Box plot of landmark points in Dirlab; green indicates the data before registration, yellow is the data after registration of the proposed method, and purple represents the data after 3D/3D registration using Demons.

In addition, our method can complete 2D/3D registration in 1.2 s. In contrast, other data-driven 2D/3D registration models, such as [20], may take a few seconds. On the other hand, traditional image registration methods may take tens of minutes or even hours. Our method also only needs two different angles of X-rays, which greatly reduces the amount of radiation and makes the hardware in the clinic easier to use. Of course, our method also has some limitations. First of all, since real medical images do not exist at the same moment of paired orthogonal angles of X-ray and corresponding 3D CT, we use 2D DRR. Although DRR and real X-ray use the same imaging way, it is undeniable that there are some grayscale and noise differences between the two. However, it can be corrected by using existing methods, such as histogram matching [24], network of GAN [25], etc., which is not the main focus of our study. We will also make some improvements to the program to speed up the processing speed for radiotherapy or interventional procedures that require more real-time, etc. In addition, since there are few non-rigid 2D/3D registration articles, the code is not open source. We have yet to choose a suitable comparison experiment, and we will continue to look for it in the future.

6. Conclusions

This study proposes a deep learning-based 2D/3D registration method using two orthogonal angular X-ray projection images. The proposed algorithm has been verified on lung data with and without tumor and phantom data, and obtained high registration accuracy, where Dice and NCC are greater than 0.97 and 0.92. In addition, we evaluated the accuracy on the data containing tumor, and the tumor center-of-mass error was within 0.15 mm, which indicates the promising use of our model for tumor tracking. The registration time is within 1.2 s, and this is promising for clinical applications, such as radiotherapy or surgical navigation, to track the shape of organs in real time. Moreover, we only need to use two orthogonal angles of X-rays to achieve 2D/3D deformable image registration, which can greatly reduce the extra dose during treatment and simplify the hardware system required.

Acknowledgments

We thank The Cancer Imaging Archive (TCIA) and Emory University School of Medicine (4D CT) for public access and for sharing their datasets.

Abbreviations

The following abbreviations are used in this manuscript:

2D Two-dimensional
3D Three-dimensional
DSA Digital Subtraction Angiography
CT Computed Tomography
MRI Magnetic Resonance Imaging
DRR Digitally Reconstructed Radiographs
NCC Normalized cross-correlation
PCA Principal Component Analysis
CNN Convolutional Neural Network
GPU Graphic Processing Unit(GPU)
3D Attu 3D Attention-U-net
MI Mutual Information
TPS Thin plate spline
mTRE Mean Target Registration Error

Author Contributions

Conceptualization, G.D., J.D., Y.X. and X.L.; methodology, J.D. and X.L.; software, J.D.; validation, N.L.; investigation, N.L., W.H. and X.L.; data curation, G.D. and J.D.; writing—original draft preparation, G.D. and J.D.; writing—review and editing, C.Z., W.H., L.L., Y.C., L.L. Y.L. and X.L.; visualization, L.L. and X.L.; supervision, X.L. All authors have read and agreed to the published version of the manuscript.
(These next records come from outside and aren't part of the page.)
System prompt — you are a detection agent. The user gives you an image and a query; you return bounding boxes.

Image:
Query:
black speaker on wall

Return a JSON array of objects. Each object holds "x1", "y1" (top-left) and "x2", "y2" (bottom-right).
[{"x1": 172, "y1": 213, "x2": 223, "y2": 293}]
Institutional Review Board Statement

Not applicable.

Informed Consent Statement

Not applicable.

Data Availability Statement

The dataset images used for this study is publicly available on TCIA at https://wiki.cancerimagingarchive.net/pages/viewpage.action?pageId=21267414 (accessed on 27 October 2022) and Dirlab at https://med.emory.edu/departments/radiation-oncology/research-laboratories/deformable-image-registration/downloads-and-reference-data/4dct.html (accessed on 27 October 2022).

Conflicts of Interest

The authors declare no conflict of interest.

Funding Statement

This work is partly supported by grants from the National Natural Science Foundation of China (U20A201795, U21A20480, 82202954, 61871374, 62001464, 11905286), Young S&T Talent Training Program of Guangdong Provincial Association for S&T, China (SKXRC202224), and the Chinese Academy of Sciences Special Research Assistant Grant Program.

Footnotes

Disclaimer/Publisher’s Note: The statements, opinions and data contained in all publications are solely those of the individual author(s) and contributor(s) and not of MDPI and/or the editor(s). MDPI and/or the editor(s) disclaim responsibility for any injury to people or property resulting from any ideas, methods, instructions or products referred to in the content.

References

  • 1.Foote M.D., Zimmerman B.E., Sawant A., Joshi S.C. Real-time 2D-3D deformable registration with deep learning and application to lung radiotherapy targeting; Proceedings of the International Conference on Information Processing in Medical Imaging; Hong Kong. 2–7 June 2019; Berlin/Heidelberg, Germany: Springer; 2019. pp. 265–276. [Google Scholar]
  • 2.Frysch R., Pfeiffer T., Rose G. A novel approach to 2D/3D registration of X-ray images using Grangeat’s relation. Med. Image Anal. 2021;67:101815. doi: 10.1016/j.media.2020.101815. [DOI] [PubMed] [Google Scholar]
  • 3.Van Houtte J., Audenaert E., Zheng G., Sijbers J. Deep learning-based 2D/3D registration of an atlas to biplanar X-ray images. Int. J. Comput. Assist. Radiol. Surg. 2022;17:1333–1342. doi: 10.1007/s11548-022-02586-3. [DOI] [PMC free article] [PubMed] [Google Scholar]
  • 4.Li P., Pei Y., Guo Y., Ma G., Xu T., Zha H. Non-rigid 2D-3D registration using convolutional autoencoders; Proceedings of the 2020 IEEE 17th International Symposium on Biomedical Imaging (ISBI); Iowa City, IA, USA. 3–7 April 2020; New York, NY, USA: IEEE; 2020. pp. 700–704. [Google Scholar]
  • 5.Wang C., Xie S., Li K., Wang C., Liu X., Zhao L., Tsai T.Y. Multi-View Point-Based Registration for Native Knee Kinematics Measurement with Feature Transfer Learning. Engineering. 2021;7:881–888. doi: 10.1016/j.eng.2020.03.016. [DOI] [Google Scholar]
  • 6.Guan S., Wang T., Sun K., Meng C. Transfer learning for nonrigid 2d/3d cardiovascular images registration. IEEE J. Biomed. Health Inform. 2020;25:3300–3309. doi: 10.1109/JBHI.2020.3045977. [DOI] [PubMed] [Google Scholar]
  • 7.Miao S., Wang Z.J., Liao R. A CNN regression approach for real-time 2D/3D registration. IEEE Trans. Med. Imaging. 2016;35:1352–1363. doi: 10.1109/TMI.2016.2521800. [DOI] [PubMed] [Google Scholar]
  • 8.Markova V., Ronchetti M., Wein W., Zettinig O., Prevost R. Global Multi-modal 2D/3D Registration via Local Descriptors Learning. arXiv. 20222205.03439 [Google Scholar]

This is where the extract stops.